By Maria Saporta
Published in the Atlanta Business Chronicle on Friday, November 2, 2012
Breaking the cycle of generational poverty in metro Atlanta will depend on reducing the number of teenage pregnancies and providing early education for children in need.
Those are a couple of the findings in a new Atlanta Women’s Foundation research study that was done by The Schapiro Group after a year of comprehensive analysis, interviews and voter polls.
“Poverty is pretty complex,” said Beth Schapiro, owner of the firm that did the research study. “The complexity of this is due to the foundational issues of health and wellness and education.”
The Atlanta Women’s Foundation, which was founded in 1986 to help improve the lives of women and girls in the metro area, commissioned the study to better understand the issues involved and the best ways to address them.
Since its inception, the foundation has invested more than $12 million in the five-county area of Clayton, Cobb, DeKalb, Fulton and Gwinnett. It has given grants to dozens, if not hundreds, of organizations aimed at services for women and girls.
“We knew about the issues all along,” said Danita Knight, chair of the Atlanta Women’s Foundation board. “What we really wanted to do is to be as effective as we can to meet the needs of women and girls. The issues are not new, but the approaches might be new.”
The findings in the study included that across metro Atlanta, there was a great disparity in high school graduation rates. In the Atlanta Public Schools and Clayton County Public Schools, graduation rates were only 52 percent. That compared with 88 percent in the city of Decatur.

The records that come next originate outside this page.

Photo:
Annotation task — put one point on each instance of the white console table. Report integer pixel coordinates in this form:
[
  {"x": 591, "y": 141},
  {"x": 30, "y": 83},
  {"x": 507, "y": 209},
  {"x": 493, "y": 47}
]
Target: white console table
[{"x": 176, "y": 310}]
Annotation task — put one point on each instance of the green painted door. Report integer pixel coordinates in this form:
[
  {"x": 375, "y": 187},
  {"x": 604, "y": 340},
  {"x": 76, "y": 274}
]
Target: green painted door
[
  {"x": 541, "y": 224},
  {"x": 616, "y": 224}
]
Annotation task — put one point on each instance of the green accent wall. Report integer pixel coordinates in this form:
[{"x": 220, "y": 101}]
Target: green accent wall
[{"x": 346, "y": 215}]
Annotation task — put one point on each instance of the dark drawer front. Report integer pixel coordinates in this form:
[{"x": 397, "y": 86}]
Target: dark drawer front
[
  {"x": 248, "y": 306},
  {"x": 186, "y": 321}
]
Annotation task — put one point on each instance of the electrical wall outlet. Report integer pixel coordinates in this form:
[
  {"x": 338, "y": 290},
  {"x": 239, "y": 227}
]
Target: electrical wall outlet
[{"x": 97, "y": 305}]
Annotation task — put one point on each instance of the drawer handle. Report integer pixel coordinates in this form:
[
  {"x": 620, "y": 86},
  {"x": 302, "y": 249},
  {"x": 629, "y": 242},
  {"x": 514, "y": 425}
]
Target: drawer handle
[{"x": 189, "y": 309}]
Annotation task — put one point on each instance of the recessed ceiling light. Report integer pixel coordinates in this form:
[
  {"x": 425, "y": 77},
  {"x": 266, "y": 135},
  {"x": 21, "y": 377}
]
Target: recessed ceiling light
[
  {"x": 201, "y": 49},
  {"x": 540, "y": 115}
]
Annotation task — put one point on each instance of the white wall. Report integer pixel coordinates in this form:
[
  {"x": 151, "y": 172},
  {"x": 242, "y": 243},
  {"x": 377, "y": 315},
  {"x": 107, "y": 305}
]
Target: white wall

Although the foundation has had a long-time focus on education, the study confirmed the importance of helping girls complete high school or earn GED certificates so they could go on to vocational training or college. But the study also highlighted the importance of early-childhood education in helping a girl succeed in school.
The study also focused on what it called “informal education.”
Women and girls need to improve their own life skills such as financial literacy, life planning and goal-setting — all factors that can lead to better emotional health and wellness. Learning to manage stress, enhance self-esteem and build healthy relationships also are key.
Metro Atlanta community leaders said that teenage pregnancy was a primary issue.
“Becoming pregnant at an early age makes it more difficult to complete schooling, places a new burden on the shoulders of both the teenager and the family, and sets all of them — the teenager, her family, and the new baby on a trajectory likely to keep all three generations of that family trapped in poverty,” the study stated.
For every 1,000 births in Fulton County in 2010, about 37 were to mothers between the ages of 15 and 19. In Clayton County, that number was 57. Also, about 20 percent of teenage mothers in the five-county area have another child before they turn 20.
The study also found that it was impossible to address poverty without addressing a multitude of other related issues — health, employment, housing and transportation.
The county that has the greatest need for services is Clayton County, and yet there is a scarcity of social service organizations working in that area, according to the study.
The Schapiro Group surveyed 500 metro Atlanta residents and found that people understood the need to provide a range of services to help break the cycle of poverty.
Those included: getting job skills; developing life skills; developing programs that help girls see a way out of poverty; attaining higher levels of education; finding a job, maintaining mental health, supporting health and wellness; addressing substance abuse issues; resources to find affordable and safe housing near child care and employment; and finding high-quality child care.
“We know we need to take it up a notch because the needs are going up in this community,” Knight said. “This is not new ground for us. It’s clearer ground for us.”